When the bone marrow is not able to provide adequate amount of neutrophils, a type of white blood cell that responds primarily when there is infection. This condition is called agranulocytosis, which roughly translates to absence of formation of granulocytes (white blood cells). Other names include granulocytopenia and granulopenia. When agranulocytosis is present, the body’s defenses against diseases falls down alarmingly that infection precaution is immediately instituted. This can potentiate less serious infections and may promote invasion of opportunistic microorganisms in the body.
Although it is a rare condition, agranulocytosis can be precipitated by various risk factors. Women are more likely to develop agranulocytosis than men. Inherited agranulocytosis is found in children while acquired form of agranulocytosis is common in elderly.
Agranulocytosis may be acquired or congenital. Acquired agranulocytosis is usually caused by drugs and chemotherapy. Its onset can either be gradual or abrupt. Other causes of acquired agranulocytosis include clozapine and antithyroid medications, exposure to radiation, toxins, and chemicals, low Vitamin B12 (Cobalamine), B9 (Folate), and protein, infections, bone marrow transplants, and blood transfusions. On the other hand, congenital agranulocytosis is present at birth. It has two subtypes: cyclic neutropenia (21-day period of up and down cycle) and severe congenital neutropenia. Congenital agranulocytosis is caused by a genetic defect.
Generally, early symptoms of agranulocytosis include fever, chills, easy fatigability, sore throat, mouth sores, yellowish discoloration of the skin and bleeding gums. Children with congenital agranulocytosis may be observed as having poor weight gain. Other symptoms include fast breathing and heart rate, and skin infections.

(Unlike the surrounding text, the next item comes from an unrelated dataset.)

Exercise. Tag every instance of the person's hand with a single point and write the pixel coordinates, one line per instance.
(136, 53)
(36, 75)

Diagnosis of agranulocytosis involves a thorough assessment of medical history: drugs being taken, recent infections, and history of autoimmune diseases. White blood cell counts are done using both blood and urine samples. If bone marrow affectation is suspected, bone marrow test is done. Also, if autoimmune diseases are suspected, tests are done to validate them. Possible genetics counselling is ordered for congenital form of agranulocytosis.
Treatment depends on the type of agranulocytosis and other factors involved. The best treatment is transfusion of neutrophils and/or white blood cell stimulating factor. Neutrophils replace the lost white blood cells while white blood cell stimulating factor stimulates the body to produce adequate amount of white blood cells. Antibiotics, antivirals, and antifungal medications are given to counteract persisting infections. Also, if the patient is taking several drugs, the doctor may advise him to stop taking these drugs to identify which causes the problem. Alternative drugs are then given. Removal of toxins that cause agranulocytosis may be done too.
Once identified early, prognosis is good. If undergoing chemotherapy and the drugs needed to be taken can cause agranulocytosis, doctors order series of blood tests to monitor the levels of white blood cells from time to time. Through this, doctors may know when to temporarily stop therapies and to give medications that could stimulate production of white blood cells. If at risk for developing agranulocytosis, patients are advised also to increase intake of green leafy vegetables and fresh fruits particularly, citrus fruits. However,once agranulocytosis are present, fresh fruits and vegetables are avoided since they may harbour disease-causing microorganisms.
Without treatment, patient can die because of infections.